An underground city partly submerged underwater and estimated to be around 5,000 years old was discovered by municipality crews trying to determine the cause of flooding in several houses in the Avanos district of Turkey’s central Nevsehir province, located at the heart of the historic Cappadocia region.

Owners of some 15 houses in the Calis township of Avanos, which is inhabited by 2,200 people, informed the local municipality that their houses were filling up with water and they could not figure out why or where the water was coming from.

Municipality crews started discharging water from the homes while searching for the cause of the flooding, using heavy duty machines to open the entrances of a tunnel closed for safety decades ago and long forgotten by locals. After making more way into the tunnel, crews and locals found an underground city partially covered in clear water, which had caused the flooding, and saw that the houses were situated right on top of the flooded city’s rooms and tunnels.

Initial examinations revealed that the underground city had three floors and comprised of homes, tunnels and places of worship stretching for five kilometers, in addition to a small human figurine believed to be an icon.

The parts of the underground city closer to the surface was being used by locals as an animal shelter until the beginning of the 20th century but later abandoned by them. Alaaddin Sarıtaş, a local from Çalış, told Demiroren News Agency that the underground city was actually rediscovered 25 years ago when a child fell inside the tunnel but its entrances were later covered with soil to prevent further accidents.

Local tales referred to the underground city as Gir-Gor, which translates into English as “Enter and See.”

The underground city is located some 80 kilometers away from Cappadocia’s famous underground cities Derinkuyu and Kaymakli.
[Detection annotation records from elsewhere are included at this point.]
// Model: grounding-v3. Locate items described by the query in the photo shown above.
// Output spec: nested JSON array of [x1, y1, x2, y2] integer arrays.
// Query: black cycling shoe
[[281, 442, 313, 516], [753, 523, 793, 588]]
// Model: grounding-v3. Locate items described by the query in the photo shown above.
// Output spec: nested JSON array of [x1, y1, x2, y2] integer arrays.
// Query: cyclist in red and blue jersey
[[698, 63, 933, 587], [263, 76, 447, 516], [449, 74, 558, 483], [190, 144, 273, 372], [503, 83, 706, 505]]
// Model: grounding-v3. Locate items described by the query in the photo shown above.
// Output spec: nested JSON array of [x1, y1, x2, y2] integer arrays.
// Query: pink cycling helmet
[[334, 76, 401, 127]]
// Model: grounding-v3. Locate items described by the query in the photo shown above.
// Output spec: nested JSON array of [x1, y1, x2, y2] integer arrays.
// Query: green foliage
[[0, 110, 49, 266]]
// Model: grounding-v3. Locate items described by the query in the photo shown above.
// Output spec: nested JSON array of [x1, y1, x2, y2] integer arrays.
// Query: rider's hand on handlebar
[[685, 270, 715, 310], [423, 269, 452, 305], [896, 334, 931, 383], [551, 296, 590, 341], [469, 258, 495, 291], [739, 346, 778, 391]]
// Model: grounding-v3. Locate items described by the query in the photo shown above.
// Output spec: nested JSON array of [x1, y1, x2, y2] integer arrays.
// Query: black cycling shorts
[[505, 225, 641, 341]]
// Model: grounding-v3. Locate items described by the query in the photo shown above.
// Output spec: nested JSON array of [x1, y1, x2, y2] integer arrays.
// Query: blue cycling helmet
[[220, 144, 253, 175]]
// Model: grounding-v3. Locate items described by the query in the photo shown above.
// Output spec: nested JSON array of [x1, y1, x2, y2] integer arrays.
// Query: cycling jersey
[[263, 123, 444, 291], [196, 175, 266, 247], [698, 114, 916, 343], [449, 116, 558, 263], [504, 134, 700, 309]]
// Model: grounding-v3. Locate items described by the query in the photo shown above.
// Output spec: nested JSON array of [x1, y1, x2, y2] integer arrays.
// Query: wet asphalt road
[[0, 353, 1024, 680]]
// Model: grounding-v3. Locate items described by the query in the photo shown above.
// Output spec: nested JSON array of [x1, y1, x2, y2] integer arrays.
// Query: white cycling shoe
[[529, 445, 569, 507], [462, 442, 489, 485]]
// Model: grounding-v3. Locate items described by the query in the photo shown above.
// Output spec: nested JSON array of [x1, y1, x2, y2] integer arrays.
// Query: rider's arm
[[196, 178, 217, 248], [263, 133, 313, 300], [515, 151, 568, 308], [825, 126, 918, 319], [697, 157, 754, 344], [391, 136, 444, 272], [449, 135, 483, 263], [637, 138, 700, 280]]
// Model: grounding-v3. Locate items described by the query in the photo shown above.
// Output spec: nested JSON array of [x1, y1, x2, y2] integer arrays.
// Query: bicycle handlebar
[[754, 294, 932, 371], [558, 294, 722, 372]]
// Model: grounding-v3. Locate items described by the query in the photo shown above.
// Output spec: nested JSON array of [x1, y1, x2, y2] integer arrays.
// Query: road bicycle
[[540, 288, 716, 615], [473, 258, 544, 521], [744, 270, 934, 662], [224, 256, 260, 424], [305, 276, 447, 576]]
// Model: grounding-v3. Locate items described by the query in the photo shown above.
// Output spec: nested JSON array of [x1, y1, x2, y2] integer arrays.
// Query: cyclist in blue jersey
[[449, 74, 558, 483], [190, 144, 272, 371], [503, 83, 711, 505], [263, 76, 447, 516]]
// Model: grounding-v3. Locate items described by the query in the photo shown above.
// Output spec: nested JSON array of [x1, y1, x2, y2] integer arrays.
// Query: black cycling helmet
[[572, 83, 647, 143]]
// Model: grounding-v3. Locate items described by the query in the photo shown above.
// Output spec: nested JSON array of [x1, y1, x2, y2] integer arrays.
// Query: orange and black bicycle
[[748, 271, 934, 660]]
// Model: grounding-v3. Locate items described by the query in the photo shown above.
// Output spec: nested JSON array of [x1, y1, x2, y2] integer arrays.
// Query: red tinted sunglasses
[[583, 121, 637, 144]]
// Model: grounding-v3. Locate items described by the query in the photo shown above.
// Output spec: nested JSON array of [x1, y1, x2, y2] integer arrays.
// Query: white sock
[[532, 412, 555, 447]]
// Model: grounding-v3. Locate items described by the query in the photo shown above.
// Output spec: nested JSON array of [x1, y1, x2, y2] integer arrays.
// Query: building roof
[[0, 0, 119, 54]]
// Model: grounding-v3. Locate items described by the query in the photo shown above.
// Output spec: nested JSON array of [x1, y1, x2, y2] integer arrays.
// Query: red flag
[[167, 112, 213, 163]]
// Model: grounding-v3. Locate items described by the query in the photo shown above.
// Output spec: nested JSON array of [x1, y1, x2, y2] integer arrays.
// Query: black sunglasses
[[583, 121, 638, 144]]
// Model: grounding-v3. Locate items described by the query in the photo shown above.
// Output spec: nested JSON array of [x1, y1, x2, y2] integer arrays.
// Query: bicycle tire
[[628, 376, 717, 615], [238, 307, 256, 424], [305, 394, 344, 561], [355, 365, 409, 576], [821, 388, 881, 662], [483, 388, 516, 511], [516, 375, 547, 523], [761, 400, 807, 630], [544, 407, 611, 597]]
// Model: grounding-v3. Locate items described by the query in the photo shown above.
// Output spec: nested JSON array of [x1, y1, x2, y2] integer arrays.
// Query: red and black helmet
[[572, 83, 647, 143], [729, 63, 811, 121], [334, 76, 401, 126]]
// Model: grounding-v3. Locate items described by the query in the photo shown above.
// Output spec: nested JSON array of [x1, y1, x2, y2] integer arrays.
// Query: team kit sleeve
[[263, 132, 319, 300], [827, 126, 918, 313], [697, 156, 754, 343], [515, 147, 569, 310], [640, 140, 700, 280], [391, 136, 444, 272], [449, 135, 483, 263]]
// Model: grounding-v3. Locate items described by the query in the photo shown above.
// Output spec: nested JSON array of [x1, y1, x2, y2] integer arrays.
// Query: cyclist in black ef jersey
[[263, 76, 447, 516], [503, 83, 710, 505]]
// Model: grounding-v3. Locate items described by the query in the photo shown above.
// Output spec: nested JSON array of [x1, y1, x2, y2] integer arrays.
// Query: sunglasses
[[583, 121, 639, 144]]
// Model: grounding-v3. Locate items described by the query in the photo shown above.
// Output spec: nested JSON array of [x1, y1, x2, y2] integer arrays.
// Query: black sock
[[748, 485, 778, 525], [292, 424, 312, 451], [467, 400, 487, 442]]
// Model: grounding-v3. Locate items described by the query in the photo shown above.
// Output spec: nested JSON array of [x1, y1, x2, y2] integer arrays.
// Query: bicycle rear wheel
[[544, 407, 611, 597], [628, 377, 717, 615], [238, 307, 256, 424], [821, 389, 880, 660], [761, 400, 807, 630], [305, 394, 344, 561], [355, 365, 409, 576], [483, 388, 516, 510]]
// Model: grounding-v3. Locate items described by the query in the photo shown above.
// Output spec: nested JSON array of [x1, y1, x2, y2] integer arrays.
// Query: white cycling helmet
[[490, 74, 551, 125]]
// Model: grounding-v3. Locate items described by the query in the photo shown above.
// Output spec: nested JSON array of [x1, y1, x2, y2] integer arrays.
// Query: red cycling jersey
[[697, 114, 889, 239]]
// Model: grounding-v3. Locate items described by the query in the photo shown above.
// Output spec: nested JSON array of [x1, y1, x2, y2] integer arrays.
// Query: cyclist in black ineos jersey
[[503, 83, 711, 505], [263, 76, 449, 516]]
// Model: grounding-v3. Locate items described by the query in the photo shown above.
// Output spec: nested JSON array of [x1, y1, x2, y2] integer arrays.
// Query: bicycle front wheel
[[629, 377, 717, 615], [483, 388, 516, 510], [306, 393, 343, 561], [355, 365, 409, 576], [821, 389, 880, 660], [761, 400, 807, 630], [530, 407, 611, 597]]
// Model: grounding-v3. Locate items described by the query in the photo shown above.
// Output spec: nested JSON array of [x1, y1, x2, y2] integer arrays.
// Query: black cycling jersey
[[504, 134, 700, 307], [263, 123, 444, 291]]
The mayor of Calis Kazim Yilmaz told Anadolu Agency that the underground city covers some 1.2 million square meters. “Those who had been there in the past say it is some 600 meters by 2 kilometers in size,” he said, adding that technical analysis by archaeologists is needed to reveal its origins and exact dimensions.

It is impossible to clear the rubble and empty the water through municipality means, Yilmaz said, adding that they will apply to the cultural property protection board for the site to be registered as a historical site and ask for the Ministry of Culture’s help to open the underground city to tourism.

The mayor noted that the ground level of the underground city was full of soil that came through the main entrance, and about two meters in length.

Yilmaz added that there were two other sites near the township, which are believed to be large underground cities.

Saritas said that there were foreigners who had arrived in the township with maps trying to find the lost underground city, mentioning a source of “healing water” and “Ceasar’s bath.”

Ahmet Yilmaz, a local, also said that he used to crawl through the tunnels as a child and reach an area containing rooms.

The core of the historic Cappadocia region, currently falling under Urgup, Goreme and Avanos districts of Nevsehir and the Guzelyurt district of Aksaray, is located in the middle of a once-active volcanic area in central Anatolia. In addition to its iconic fairy chimneys and other natural rock formations over the course of millions of years, the soft volcanic rocks in the area enabled humans to carve out homes, places of worship, commercial buildings and even cities, thus making the region one of the earliest continuously inhabited sites in the world.

The region, famous for its wineries in its semi-arid climate and on volcanic soil, had lured the greatest states of the time, including the Hittites, Phrygians, Persians, Romans, Byzantines, Seljuks and Ottomans. It was also one of the earliest regions to adopt Christianity and survive from prosecution by building underground cities and settlements.

Despite existing historic settlements and continuous archeological interest in the region, Cappadocia is believed to contain countless historical sites and artifacts yet to be discovered.

The region is a tourism hotspot with boutique hotels and hot air balloon tours and has seen a significant rise in the number of tourists in recent years, especially from Japan and China.